European Court of Justice

La Cour européenne de Justice (CEJ) vient de décider que l'Allemagne pouvait refuser de verser des indemnités de chômage à des émigrants provenant d'autres Etats-membres de l'Union européenne lorsque ceux-ci n'avaient jamais travaillé dans leur pays d'accueil.

Plus généralement, cela implique que les émigrants sans emploi provenant de pays membres de l'UE ne peuvent pas s'attendre à percevoir automatiquement des prestations sociales dans leur pays d'accueil, et en particulier, que ces versements peuvent leur être refusés s'ils ne manifestent pas la volonté de travailler dans leur pays d'accueil.

C'est le résultat du jugement d'une affaire impliquant Elisabeta Dano, une Roumaine de 25 ans vivant à Leipzig avec son fils Florin depuis 2010, et qui s'est vu refuser sa demande de versement d'indemnités de chômage au Jobcentre de la ville, au motif qu'il n'y avait pas de preuve démontrant qu'elle avait recherché activement un emploi.

Après que sa demande d'appel a été rejetée par le tribunal de Leipzig, la jeune femme a porté l'affaire auprès de la CEJ à Luxembourg.

Cette dernière a souligné que même si les migrants provenant d'autres Etats-membres de l'UE avaient la possibilité de séjourner dans un autre pays de l'UE pendant 3 mois, leur pays d'accueil n'avait aucune obligation de leur verser des prestations sociales pendant cette période.
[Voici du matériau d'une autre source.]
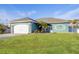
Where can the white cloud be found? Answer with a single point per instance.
(73, 14)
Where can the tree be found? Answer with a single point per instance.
(73, 24)
(2, 28)
(43, 26)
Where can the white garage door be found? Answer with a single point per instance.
(21, 28)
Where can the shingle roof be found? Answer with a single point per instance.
(52, 20)
(27, 19)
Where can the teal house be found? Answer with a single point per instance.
(56, 25)
(28, 25)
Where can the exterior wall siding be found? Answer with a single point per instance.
(60, 27)
(34, 27)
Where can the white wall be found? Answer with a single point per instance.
(21, 28)
(78, 30)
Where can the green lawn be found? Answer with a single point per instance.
(48, 43)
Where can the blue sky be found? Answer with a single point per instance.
(10, 12)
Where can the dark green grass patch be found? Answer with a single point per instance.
(41, 43)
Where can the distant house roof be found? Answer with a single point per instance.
(27, 19)
(52, 20)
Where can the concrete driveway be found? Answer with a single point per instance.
(3, 36)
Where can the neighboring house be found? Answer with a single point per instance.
(56, 25)
(22, 26)
(77, 26)
(28, 25)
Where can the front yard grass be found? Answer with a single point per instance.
(41, 43)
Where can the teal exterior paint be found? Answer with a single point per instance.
(12, 27)
(34, 27)
(60, 27)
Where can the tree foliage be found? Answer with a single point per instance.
(2, 28)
En outre, lorsque la durée du séjour est comprise entre trois mois et cinq ans, et qu'ils sont « économiquement inactifs », leur droit de séjour dépend de leur capacité à s'assumer et des ressources dont ils disposent pour faire vivre leur famille.

La CEJ a jugé qu'un Etat membre pouvait refuser le versement de prestations sociales aux citoyens européens sans emploi « qui exercent leur liberté de circulation dans le seul but de bénéficier de l'aide sociale d'un autre État membre alors même qu'ils ne disposent pas de ressources suffisantes pour prétendre à un droit de séjour ».
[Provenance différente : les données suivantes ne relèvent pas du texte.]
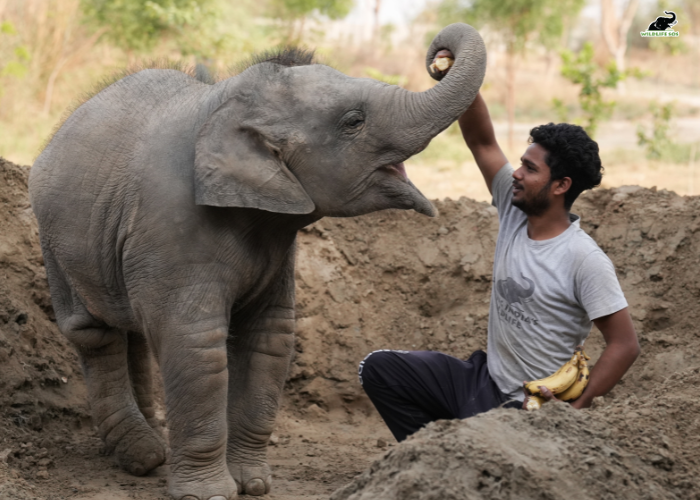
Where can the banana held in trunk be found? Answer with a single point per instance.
(429, 113)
« C'est un message clair envoyé aux États membres, et au premier ministre britannique en particulier. Les États membres ont à leur disposition différents outils juridiques pour défendre leur système social contre les abus, tout en évitant de violer la libre circulation des citoyens qui est un principe fondateur de l'Union européenne », a déclaré Manfred Weber, président du Groupe PPE au Parlement européen.

Il n'y a pas qu'en Allemagne que cette décision a été accueillie positivement en Allemagne, elle l'a aussi été au Royaume Uni, en Irlande et au Danemark, on les débats sur les questions posées par la migration européenne sont devenus très vifs.

En Grande-Bretagne, on note que le jugement montre clairement que le  tourisme social ne fait pas partie de la liberté de circulation.

Un porte-parole du Premier ministre britannique David Cameron a indiqué que le gouvernement britannique allait examiner les implications de ce jugement.

Cependant, le journal The Guardian estime que ce jugement est tout autant une victoire qu'une défaite pour le Premier ministre britannique.

Car même s'il donne les moyens à son gouvernement de limiter les abus liés au « tourisme social » de certains émigrants provenant d'autres pays de l'UE, il implique aussi que ces limitations peuvent être faites dans le cadre de la législation actuelle, et que celle-ci ne nécessite donc pas de modifications.

Si le jugement avait été différent, il aurait probablement initié un débat en Allemagne sur l'opportunité de réformer la liberté de mouvement. Désormais, les Britanniques seront donc beaucoup moins entendus lorsqu'ils réclameront une modification des traités existants sur d'autres questions concernant l'immigration en provenance des autres pays de l'UE.

Bien que le tourisme social est un argument de choix de certains partis populistes pour dénoncer les dérives de l'adhésion à l'UE, ce phénomène demeure très marginal en réalité. 

Une étude réalisée par la société de consultance ICF-GHK pour la Commission européenne en 2013 avait montré que dans la plupart des Etats-membres, moins de 5% des bénéficiaires de l'aide sociale étaient des immigrants issus d'autres pays européens.